É tempo de Praxe em Lisboa

Foto: Camila Teixeira
Foto: Camila Teixeira

A primeira semana de “aulas” nas universidades de Lisboa chegou ao fim juntamente com o período de praxes acadêmicas. Como manda a tradição portuguesa, todos os alunos matriculados pela primeira vez nas universidades são intitulados como bichos. Os calouros são alunos matriculados pela primeira vez e que participam da cerimônia do batismo, estes são praxados, se aceitarem participar.

Para que você entenda melhor, a praxe em Portugal equivale ao trote no Brasil, é um conjunto de práticas que visa à recepção e integração dos novos estudantes nas instituições, porém diferentemente do Brasil os estudantes veteranos portugueses que organizam e comandam as atividades utilizam uma vestimenta específica para estas cerimônias, o traje.

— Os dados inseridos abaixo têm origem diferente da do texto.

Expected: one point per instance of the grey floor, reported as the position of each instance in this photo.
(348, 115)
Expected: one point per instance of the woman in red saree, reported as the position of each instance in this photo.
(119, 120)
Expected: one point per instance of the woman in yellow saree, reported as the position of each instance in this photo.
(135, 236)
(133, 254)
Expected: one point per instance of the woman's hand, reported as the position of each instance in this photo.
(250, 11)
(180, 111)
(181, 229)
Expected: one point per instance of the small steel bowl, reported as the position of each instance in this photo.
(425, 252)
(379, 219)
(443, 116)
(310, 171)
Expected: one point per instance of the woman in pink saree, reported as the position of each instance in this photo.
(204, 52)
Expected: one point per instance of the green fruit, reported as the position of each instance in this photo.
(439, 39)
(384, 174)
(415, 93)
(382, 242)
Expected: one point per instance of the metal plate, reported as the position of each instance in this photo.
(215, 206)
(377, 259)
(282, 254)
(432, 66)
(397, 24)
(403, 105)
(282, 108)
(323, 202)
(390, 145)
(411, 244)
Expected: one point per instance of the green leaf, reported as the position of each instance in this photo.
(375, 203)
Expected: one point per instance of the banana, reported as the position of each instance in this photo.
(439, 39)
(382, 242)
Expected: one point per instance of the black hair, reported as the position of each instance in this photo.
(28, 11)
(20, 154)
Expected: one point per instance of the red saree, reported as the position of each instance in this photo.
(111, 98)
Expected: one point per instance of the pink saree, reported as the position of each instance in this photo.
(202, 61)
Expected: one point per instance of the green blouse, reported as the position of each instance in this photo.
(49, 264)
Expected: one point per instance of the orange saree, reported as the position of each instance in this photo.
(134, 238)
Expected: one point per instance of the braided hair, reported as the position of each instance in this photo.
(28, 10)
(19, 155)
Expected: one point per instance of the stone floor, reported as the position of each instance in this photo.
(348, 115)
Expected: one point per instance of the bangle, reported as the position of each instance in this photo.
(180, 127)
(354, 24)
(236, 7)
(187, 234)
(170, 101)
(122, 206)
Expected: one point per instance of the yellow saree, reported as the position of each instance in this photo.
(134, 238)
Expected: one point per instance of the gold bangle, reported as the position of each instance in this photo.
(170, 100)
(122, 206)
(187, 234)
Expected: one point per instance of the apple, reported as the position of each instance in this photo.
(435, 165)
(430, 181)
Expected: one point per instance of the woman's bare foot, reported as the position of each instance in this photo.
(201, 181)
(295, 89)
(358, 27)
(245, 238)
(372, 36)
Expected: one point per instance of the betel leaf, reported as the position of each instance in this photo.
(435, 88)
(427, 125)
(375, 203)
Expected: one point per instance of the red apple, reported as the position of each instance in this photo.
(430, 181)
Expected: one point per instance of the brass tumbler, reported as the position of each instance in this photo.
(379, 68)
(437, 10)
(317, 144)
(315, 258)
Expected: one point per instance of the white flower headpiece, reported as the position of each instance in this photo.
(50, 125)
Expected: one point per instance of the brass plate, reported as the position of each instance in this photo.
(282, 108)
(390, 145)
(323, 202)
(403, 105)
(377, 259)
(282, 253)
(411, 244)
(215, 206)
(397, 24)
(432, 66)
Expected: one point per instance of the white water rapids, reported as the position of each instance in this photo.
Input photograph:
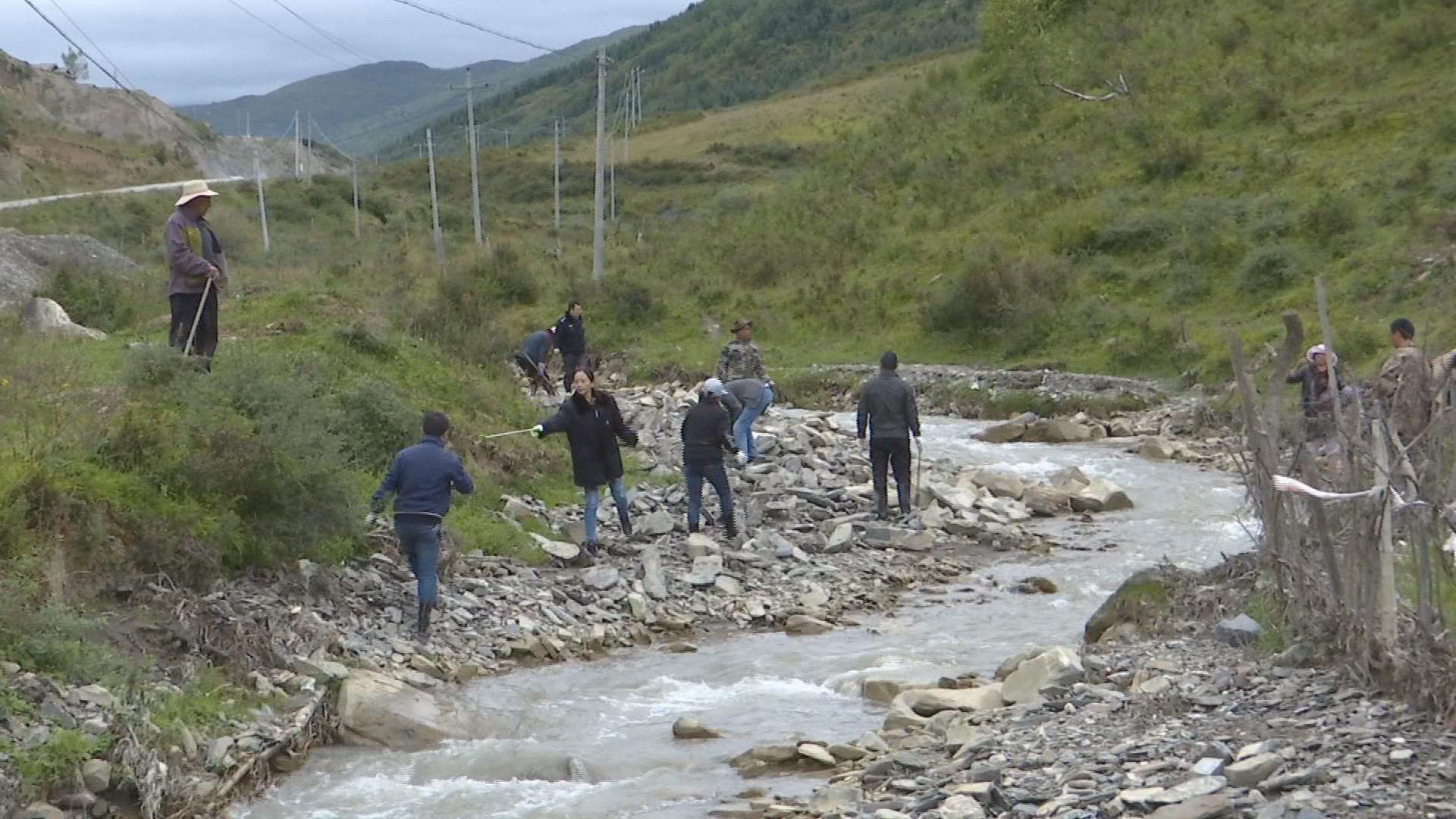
(617, 714)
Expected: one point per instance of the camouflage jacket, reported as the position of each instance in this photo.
(740, 360)
(1405, 391)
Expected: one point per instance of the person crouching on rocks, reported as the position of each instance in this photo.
(593, 423)
(707, 436)
(421, 479)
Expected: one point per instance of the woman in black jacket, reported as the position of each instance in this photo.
(707, 436)
(593, 426)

 Trata-se de um traje social na cor preta com blazer e saia na altura acima dos joelhos para as mulheres e calça para os homens. Debaixo do blazer faz-se o uso de camisas de botão brancas e gravatas pretas para ambos os sexos. Para os homens ainda há um colete social que compõe o traje. Por último, a capa preta comprida complementa o visual de todos os praxantes – veteranos da universidade que foram praxados quando iniciaram o seu período acadêmico e agora têm o direito de praxar os novos alunos.

Foto: Camila Teixeira
Foto: Camila Teixeira

Essa cultura não é tão simples como parece, são muitas regras dispostas no código de praxe, difícil resumir em poucas palavras todo o funcionamento desta tradição, mas é possível explicar de maneira geral como funciona todo o processo. Cada aluno veterano que foi praxado em seu ano tem o direito de fazer parte da comissão de praxe e aderir ao traje a partir do seu segundo ano de estudos. Dependendo do ano de cada veterano eles são nomeados de forma diferente, existem os mestres e os doutores. Cada curso tem a sua comissão de praxe e o seu presidente que é o responsável pela comissão – este detém a última palavra diante de conflitos ou debates.

Foto: Mariane Morales
Foto: Mariane Morales

Ao todo, são cinco dias de atividades. Os caloiros têm que obedecer os veteranos que exigem acções como: correr, deitar no chão, saltar, falar palavras e/ou frases ofensivas, cantar músicas representativas do curso – a maioria com palavreado sexual – e se os caloiros não realizam tais atividades são imediatamente atingidos por jatos de água disparados por armas de brinquedos além outras penalidades.

A principal delas chama-se encher, os calouros devem fazer flexões, abdominais ou saltos e o número de repetições é determinado pelos veteranos de acordo com o descumprimento das atividades. A brincadeira demonstra como objectivo a necessidade de respeito ao “superiores” mestres e doutores da praxe.

Foto: Camila Teixeira
Foto: Camila Teixeira

Os calouros são tratados como soldados de uma tropa militar, mas no fim, apesar de todo o cansaço, eles resistem e acabam se divertindo para que possam praxar nos anos seguintes. Poucos sãos os que choram e desistem das brincadeiras por não se sentirem bem com as humilhações.

 No Instituto Superior de Ciências Sociais e Políticas da Universidade de Lisboa os caloiros ainda tiveram a oportunidade de se divertirem e participar de disputas em brinquedos infláveis como touro mecânico e pebolin gigante. Bebidas e a famosa bifana também foram servidos a preços acessíveis. Um porco inteiro foi assado no pátio e as bifanas do leitão eram servidas com pão, um dos principais acompanhamentos da maioria das refeições em Portugal. Ainda teve dança e músicas típicas da região.

Foto: Camila Teixeira
Foto: Camila Teixeira

No penúltimo dia de praxe, os caloiros foram separados em grupos e participaram do chamado Rally Tascas, uma caminhada com diversas paradas onde eles experimentavam doses de bebidas. Uma forma divertida de conhecer os arredores da universidade, as bebidas típicas, além de amenizar os “sofrimentos” causados durante toda a semana.